My research interests center on the use of genomic tools to discover new natural products. In the Brady Lab we primarily focus on the immense biodiversity of the metagenome and therefore most of my recent work has been related to finding and characterizing gene clusters from environmental DNA (eDNA; in contrast to cultured organisms). So far I have managed to maintain a life as a "damp scientist," involved in both computational and wet-lab work. The computational work aims to apply the tools of microbial ecology to analyse the biosynthetic capacity of metagenomes while the wetlab work aims to use classic and modern bacterial genetics to speed the recovery and activation of eDNA-derived biosynthetic gene clusters.

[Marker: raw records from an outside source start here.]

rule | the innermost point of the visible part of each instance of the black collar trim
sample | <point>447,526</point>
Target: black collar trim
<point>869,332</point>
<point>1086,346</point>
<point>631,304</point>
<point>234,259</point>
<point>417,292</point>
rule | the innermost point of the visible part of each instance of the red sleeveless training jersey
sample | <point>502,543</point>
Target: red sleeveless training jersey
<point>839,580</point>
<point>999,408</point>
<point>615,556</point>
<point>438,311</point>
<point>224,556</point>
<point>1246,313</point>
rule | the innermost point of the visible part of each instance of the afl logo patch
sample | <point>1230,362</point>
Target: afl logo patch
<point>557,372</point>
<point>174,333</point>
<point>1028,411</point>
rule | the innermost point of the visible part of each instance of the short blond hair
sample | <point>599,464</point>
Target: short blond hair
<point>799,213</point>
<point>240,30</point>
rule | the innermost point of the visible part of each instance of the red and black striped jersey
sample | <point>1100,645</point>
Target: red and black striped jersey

Metagenomes Intro: It is now widely recognized that the vast majority of bacteria in most environments are not readily cultured in the laboratory. The inability to culture these bacteria renders them incompatible with the most heavily relied upon techniques for characterizing bioactive natural products. Although it is still not possible to easily culture most bacteria in the environment, it is possible to extract microbial DNA directly from environmental samples and clone this DNA into model cultured bacteria where, for the first time, it can be functionally characterized. Our group has pioneered the use of culture independent methods to guide the discovery of novel bioactive secondary metabolites from natural microbial communities.
The explosion of DNA sequencing technologies has ignited the field of metagenomics. PCR-based studies using amplicons to assess the biodiversity of microbial communities have indicated that there is a large and largely unexplored bacterial world living in the world all around us, but especially in biodiverse habitats like soil. As bacteria are some of nature's most prolific and inventive chemists, does this biodiversity mean that there is a corresponding unexplored wealth of small molecule compounds made by organisms that we cannot culture? I address this question using the basic tools of microbial ecology but applying them to conserved domains in the biosynthetic pathways that create interesting small molecules. We aim to use these tools to characterize as many environments as we can. Sign up and send us dirt!

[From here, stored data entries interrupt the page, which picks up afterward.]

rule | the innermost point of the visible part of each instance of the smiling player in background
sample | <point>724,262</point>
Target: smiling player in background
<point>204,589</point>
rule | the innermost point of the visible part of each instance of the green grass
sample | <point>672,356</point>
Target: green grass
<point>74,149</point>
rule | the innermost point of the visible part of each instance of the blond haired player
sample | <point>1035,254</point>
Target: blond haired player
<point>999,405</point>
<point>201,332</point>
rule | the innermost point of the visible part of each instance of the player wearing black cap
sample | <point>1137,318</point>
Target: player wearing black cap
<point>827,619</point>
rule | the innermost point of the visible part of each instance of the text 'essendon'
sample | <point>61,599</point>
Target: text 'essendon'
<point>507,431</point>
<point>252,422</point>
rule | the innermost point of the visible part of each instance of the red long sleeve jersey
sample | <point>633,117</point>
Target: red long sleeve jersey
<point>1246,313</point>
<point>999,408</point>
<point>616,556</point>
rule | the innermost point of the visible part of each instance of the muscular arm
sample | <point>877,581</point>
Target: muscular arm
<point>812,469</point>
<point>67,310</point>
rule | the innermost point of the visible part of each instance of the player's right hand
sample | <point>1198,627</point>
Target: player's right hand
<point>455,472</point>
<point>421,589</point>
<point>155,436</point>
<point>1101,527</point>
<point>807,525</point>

We are developing homology-based approaches for studying gene clusters predicted to encode novel metabolites from within the genomes of uncultured bacteria. With homology screening strategies, clones containing genes known to be involved in the biosynthesis of natural product substructures commonly seen in bioactive compounds are recovered from eDNA libraries, and then each new gene cluster is tested for the ability to encode novel bioactive small molecules. In mysearch for new bioactive small molecules from eDNA libraries, Ihave focused on the recovery of clones from specific small molecule-producing gene clusters.
The second strategy I am using to identify small molecule producing biosynthetic systems in large eDNA libraries is phenotype (expression-dependent) screening. With this approach, large insert eDNA libraries are examined directly in simple high throughput assays designed to identify clones exhibiting phenotypes traditionally associated with the production of bioactive small molecules (e.g. antibiosis, antifungal activity, cytotoxicity, etc.). In essentially all reported cases, these studies have been carried out in Escherichia coli. I have been workging to expand the phylogenetic diversity of the model bacterial systems available for hosting and screening large eDNA libraries, and develop complementation-based tools to enrich eDNA libraries for small molecule producing gene clusters.